A: The world changes.
Zero marginal cost changes the economics of many things. Radically.
I’ve commented previously on the issue of zero marginal cost – Reflections on the zero cost and inconsequential time to deliver a 2500 page book.
If you want to get your arms around the radical change that is in progress at this moment, you really should be reading Seth Godin’s blog and books.
I have published three books in hard copy. I plan to write several more books and will go with electronic format in the future. May do a few print-on-demand copies but won’t have a big inventory like I did for my first three books.
It will take as much time, energy, and cost to get an e-book ready to go as a hard copy book. What will change is the hard costs for production. There was a lot of cost for the hard copies but there will be nothing for e-books. Since I will be distributing through Amazon and the other online stores, there will be distribution costs but there are costs to do fulfillment myself. Will have to see if the costs are the same. For a big outfit who could bring the web sales in-house or who wants to distribute resources for free, the costs would be even lower.

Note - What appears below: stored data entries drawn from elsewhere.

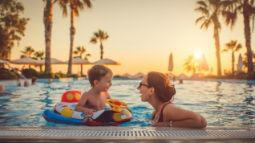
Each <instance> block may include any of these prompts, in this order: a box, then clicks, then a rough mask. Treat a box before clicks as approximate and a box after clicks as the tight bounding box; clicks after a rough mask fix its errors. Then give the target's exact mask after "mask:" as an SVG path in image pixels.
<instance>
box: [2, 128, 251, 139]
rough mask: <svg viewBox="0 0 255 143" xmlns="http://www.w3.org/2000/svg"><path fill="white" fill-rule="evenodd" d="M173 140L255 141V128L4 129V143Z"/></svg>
mask: <svg viewBox="0 0 255 143" xmlns="http://www.w3.org/2000/svg"><path fill="white" fill-rule="evenodd" d="M38 140H44V141H63V140H65V141H67V140H71V141H81V140H90V141H96V140H101V141H117V140H118V141H127V140H128V141H132V140H133V141H152V140H161V141H170V140H175V141H176V140H177V141H178V140H179V141H180V140H181V141H183V140H207V141H208V140H209V141H213V140H222V141H226V140H238V141H253V142H255V128H218V127H217V128H215V127H208V128H206V129H181V128H153V127H109V126H108V127H87V126H84V127H9V126H8V127H7V126H0V141H38Z"/></svg>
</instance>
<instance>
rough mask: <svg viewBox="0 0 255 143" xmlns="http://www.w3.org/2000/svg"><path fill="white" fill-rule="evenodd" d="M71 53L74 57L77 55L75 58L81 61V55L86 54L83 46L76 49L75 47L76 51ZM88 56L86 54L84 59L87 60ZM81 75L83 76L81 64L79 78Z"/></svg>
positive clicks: (87, 58) (85, 49) (81, 75)
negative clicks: (72, 54)
mask: <svg viewBox="0 0 255 143" xmlns="http://www.w3.org/2000/svg"><path fill="white" fill-rule="evenodd" d="M73 53H74V54H75V55H78V56H77V57H79V58H81V59H82V56H83V54H85V53H86V49H85V48H84V47H83V46H78V47H76V50H75V51H74V52H73ZM90 56H91V55H90V54H89V53H86V54H85V57H84V59H85V60H88V57H90ZM82 75H83V67H82V64H81V76H82Z"/></svg>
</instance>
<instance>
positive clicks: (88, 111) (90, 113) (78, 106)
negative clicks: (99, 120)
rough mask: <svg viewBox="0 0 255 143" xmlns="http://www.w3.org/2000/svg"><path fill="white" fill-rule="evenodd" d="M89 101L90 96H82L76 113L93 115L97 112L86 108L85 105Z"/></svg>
mask: <svg viewBox="0 0 255 143" xmlns="http://www.w3.org/2000/svg"><path fill="white" fill-rule="evenodd" d="M87 101H88V96H87V95H86V93H84V94H83V95H82V96H81V99H80V101H79V102H78V104H77V106H76V111H79V112H84V113H86V114H93V112H94V111H95V110H93V109H90V108H86V107H84V105H85V104H86V102H87Z"/></svg>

Overall? Cost will drop radically. I looked at the hard costs for my three books. Physical production was about 70% of my total hard costs.
Anyone can take the path I did. Anyone.
Let’s look at Mr. Godin’s post last week, The erosion in the paid media pyramid. He paints a triangle of consumer goods. From top to bottom he describes this layout:
- Bespoke content – really expensive, limited performance, such as a commissioned painting or having a singer appear personally at an event.
- Limited content – premium, limited edition. Picture a leather-bound book or sold out Broadway hit.
- Mass content – books in print, movies in a theater, DVDs, print newspaper. Key idea is there are major costs for production and distribution, but the average cost per unit is low.
- Free content – teasers to get to the mass content. Mr. Godin points to movie trailers, free chapters of a book, tweets with the ‘big idea’. I would add blogs to that list.
Marginal production and delivery costs of zero will devastate the mass market, especially entire industries built around delivering mass content: book publishing, music labels, movie studios.
Mr. Godin points to the risk for those industries:
By head count, just about everyone who works in the media industry is in the business of formalizing, reproducing, distributing, marketing and selling copies of the original creative work to the masses. The creators aren’t going to go away–they have no choice but to create.
The middlemen are in serious danger.